Now the little people are older, activities have gone up a gear. Your bog standard soft play doesn't cut it anymore. There's Go Ape, climbing walls, dry ski slopes...who's to say we won't be seduced by sky diving and helicopter rides once the local zoo has served its purpose? And all at vast expense.
But who is it for? Them or us?
I find myself spending a week's earnings on a trip to Chessington World of Adventures, determined they'll have the day of their lives. It's all there in my head: rosy cheeks, candy floss, guffawing at each other's jokes, a general fuzzy love fest. And mummy glowing with pride and joy at her clever idea to remortgage the house to give the children yet another amazing day out.
The reality: hideous scenes trying to get everyone out of the house, hatred steaming from all of our ears, bickering the entire journey, queues to get in, tears when not everyone is tall enough for Dragon's Fury, while mummy mutters obscenities under her breath about how ungrateful everybody is, and why does she even bother.
Our parents had far fewer of these options, so we just didn't do it. And we turned out just fine - riding around on our choppers, playing with bubble wrap, trying to make Morph and Chas out of crusty, old bits of plasticine and generally mucking about. We made up our own fun and used our imaginations.

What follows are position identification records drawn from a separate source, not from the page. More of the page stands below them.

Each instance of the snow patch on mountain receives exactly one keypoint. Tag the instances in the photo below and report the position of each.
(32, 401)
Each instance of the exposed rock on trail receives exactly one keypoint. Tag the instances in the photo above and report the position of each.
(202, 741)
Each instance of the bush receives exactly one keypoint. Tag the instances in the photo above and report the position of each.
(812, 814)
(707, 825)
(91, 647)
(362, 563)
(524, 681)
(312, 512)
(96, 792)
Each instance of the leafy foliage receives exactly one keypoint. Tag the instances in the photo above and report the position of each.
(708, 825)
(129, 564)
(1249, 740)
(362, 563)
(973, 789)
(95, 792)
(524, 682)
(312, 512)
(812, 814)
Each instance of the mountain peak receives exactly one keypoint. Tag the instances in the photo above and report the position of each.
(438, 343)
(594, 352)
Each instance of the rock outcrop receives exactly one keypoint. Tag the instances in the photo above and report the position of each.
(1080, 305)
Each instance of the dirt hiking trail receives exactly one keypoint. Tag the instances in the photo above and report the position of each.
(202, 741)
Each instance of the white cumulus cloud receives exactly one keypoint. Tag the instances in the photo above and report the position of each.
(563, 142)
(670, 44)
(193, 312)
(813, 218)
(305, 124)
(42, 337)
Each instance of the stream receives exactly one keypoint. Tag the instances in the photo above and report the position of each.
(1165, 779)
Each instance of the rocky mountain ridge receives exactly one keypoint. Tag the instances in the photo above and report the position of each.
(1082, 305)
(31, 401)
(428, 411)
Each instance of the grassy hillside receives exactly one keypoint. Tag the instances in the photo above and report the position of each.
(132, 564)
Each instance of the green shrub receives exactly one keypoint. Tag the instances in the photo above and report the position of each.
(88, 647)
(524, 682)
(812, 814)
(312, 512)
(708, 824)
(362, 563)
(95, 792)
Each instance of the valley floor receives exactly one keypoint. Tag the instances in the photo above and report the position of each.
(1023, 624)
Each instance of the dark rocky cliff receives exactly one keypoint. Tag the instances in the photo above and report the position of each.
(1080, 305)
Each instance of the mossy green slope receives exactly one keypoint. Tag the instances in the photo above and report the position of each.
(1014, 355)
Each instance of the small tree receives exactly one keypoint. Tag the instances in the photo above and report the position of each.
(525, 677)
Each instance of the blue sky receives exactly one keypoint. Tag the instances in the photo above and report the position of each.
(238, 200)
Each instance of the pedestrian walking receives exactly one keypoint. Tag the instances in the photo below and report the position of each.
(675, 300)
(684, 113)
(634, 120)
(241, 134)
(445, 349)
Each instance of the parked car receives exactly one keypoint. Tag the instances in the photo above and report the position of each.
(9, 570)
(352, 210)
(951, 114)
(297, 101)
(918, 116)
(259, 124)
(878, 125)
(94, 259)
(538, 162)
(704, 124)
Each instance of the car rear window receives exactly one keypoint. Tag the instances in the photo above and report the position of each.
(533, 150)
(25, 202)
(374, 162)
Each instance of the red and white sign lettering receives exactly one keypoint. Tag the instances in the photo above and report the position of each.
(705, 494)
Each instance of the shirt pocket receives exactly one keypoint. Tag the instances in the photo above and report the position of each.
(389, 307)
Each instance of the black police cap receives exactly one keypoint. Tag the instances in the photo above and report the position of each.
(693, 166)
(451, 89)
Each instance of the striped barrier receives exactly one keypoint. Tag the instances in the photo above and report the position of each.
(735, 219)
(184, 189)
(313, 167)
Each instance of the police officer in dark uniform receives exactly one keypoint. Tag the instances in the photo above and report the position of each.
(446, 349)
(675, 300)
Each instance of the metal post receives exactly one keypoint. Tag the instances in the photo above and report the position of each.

And I've realised that my kids don't actually ask for it. They certainly don't need it, but we've become embroiled in this frenzy of structured activities because, as parents, we think we should be doing it all.
The same goes for extra curricular clubs.

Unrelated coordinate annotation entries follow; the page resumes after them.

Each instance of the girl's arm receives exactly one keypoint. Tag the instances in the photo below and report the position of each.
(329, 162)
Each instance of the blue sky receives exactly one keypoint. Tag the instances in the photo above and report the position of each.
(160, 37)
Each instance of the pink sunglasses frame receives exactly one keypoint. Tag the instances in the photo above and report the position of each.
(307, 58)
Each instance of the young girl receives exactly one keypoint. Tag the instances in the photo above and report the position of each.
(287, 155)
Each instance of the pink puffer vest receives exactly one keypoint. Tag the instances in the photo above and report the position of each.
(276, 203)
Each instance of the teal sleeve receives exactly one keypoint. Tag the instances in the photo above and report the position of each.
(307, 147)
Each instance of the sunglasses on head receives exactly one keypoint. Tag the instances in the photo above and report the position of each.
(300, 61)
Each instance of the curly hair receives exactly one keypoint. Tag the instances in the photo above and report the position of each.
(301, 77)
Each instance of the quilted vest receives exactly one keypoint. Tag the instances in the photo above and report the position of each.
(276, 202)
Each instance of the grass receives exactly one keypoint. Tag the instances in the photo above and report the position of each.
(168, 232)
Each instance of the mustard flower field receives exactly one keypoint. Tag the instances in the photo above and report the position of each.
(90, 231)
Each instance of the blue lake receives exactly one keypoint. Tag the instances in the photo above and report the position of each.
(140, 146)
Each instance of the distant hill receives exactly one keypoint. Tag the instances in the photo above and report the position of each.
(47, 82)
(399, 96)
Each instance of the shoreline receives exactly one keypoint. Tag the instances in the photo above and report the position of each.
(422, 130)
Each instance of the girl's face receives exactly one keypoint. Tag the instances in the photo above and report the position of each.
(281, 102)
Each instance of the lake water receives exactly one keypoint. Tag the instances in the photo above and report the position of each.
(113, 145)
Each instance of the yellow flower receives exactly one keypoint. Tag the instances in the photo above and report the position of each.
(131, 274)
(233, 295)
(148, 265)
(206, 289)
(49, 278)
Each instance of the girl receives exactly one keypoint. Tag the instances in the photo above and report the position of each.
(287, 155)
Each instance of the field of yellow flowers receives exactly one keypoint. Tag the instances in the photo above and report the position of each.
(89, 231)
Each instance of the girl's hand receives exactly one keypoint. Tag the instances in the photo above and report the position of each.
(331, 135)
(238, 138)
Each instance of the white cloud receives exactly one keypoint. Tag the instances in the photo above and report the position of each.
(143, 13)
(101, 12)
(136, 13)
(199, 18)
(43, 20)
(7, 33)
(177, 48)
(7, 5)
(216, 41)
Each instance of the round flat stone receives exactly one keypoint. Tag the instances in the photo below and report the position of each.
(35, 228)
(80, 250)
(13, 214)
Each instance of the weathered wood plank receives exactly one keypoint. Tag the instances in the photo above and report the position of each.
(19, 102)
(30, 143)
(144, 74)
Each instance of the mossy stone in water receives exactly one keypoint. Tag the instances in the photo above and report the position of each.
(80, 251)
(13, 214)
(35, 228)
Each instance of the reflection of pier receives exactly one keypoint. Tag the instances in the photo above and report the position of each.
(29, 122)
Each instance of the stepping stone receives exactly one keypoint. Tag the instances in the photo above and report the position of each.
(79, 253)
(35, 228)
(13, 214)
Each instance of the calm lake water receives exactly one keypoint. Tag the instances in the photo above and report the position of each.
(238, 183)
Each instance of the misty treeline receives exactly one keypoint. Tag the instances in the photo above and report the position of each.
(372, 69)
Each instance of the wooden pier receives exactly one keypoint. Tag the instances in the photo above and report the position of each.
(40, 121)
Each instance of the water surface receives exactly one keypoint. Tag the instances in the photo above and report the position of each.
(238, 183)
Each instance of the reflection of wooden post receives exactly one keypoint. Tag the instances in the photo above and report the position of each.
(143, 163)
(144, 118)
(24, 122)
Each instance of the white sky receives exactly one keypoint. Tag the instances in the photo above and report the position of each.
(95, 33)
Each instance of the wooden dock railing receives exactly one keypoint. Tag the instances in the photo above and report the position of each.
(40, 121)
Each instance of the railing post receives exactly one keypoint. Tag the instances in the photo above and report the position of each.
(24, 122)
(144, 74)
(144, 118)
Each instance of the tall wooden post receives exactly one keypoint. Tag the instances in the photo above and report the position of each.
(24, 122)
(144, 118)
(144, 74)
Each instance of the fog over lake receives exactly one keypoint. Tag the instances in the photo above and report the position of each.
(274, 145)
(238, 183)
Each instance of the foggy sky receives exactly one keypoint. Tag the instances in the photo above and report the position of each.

In the 80's we had Brownies or Cubs, with maybe the odd recorder group thrown in, but much of our time was spent mucking about after school.
Now there are thousands of clubs on offer from every sport under the sun, to computer animation, and how to be a Disney film director by the age of eight.
Some kids do at least two clubs after school then have their weekends packed with tennis, gymnastics and music lessons. I'm not saying that's wrong - some children want this and sport is important, especially for this generation who lead a far more sedentary lifestyle than we did due to their screen culture. These clubs are also necessary for many working parents, as a solution for after school childcare issues.
But is there a point when you need to curb the amount of clubs they are doing, because they're losing that joy of just being a child when 'mucking about' is part of the simplicity of life? Sadly many of our kids don't know how to do it, saying they're bored every two minutes if they're not in a structured environment being told what to do.
Many of us parents are guilty, too, of creating this club addiction. Even if we said we'd never succumb to it, we find ourselves slipping into the well of club fever because it seems that every other kid in the world is learning to play French boules.
So now that the summer holidays are upon us, is it time to leave the kids with some bubble wrap and a cardboard box, put the sprinkler on in the garden when the sun's out, throw a few Jaffa Cakes at the situation, and just let them be?
Let's see how long we last....I'm giving it a couple of days until the credit card comes out and we're all off to Oxygen Trampoline Park. But I'll give it a go.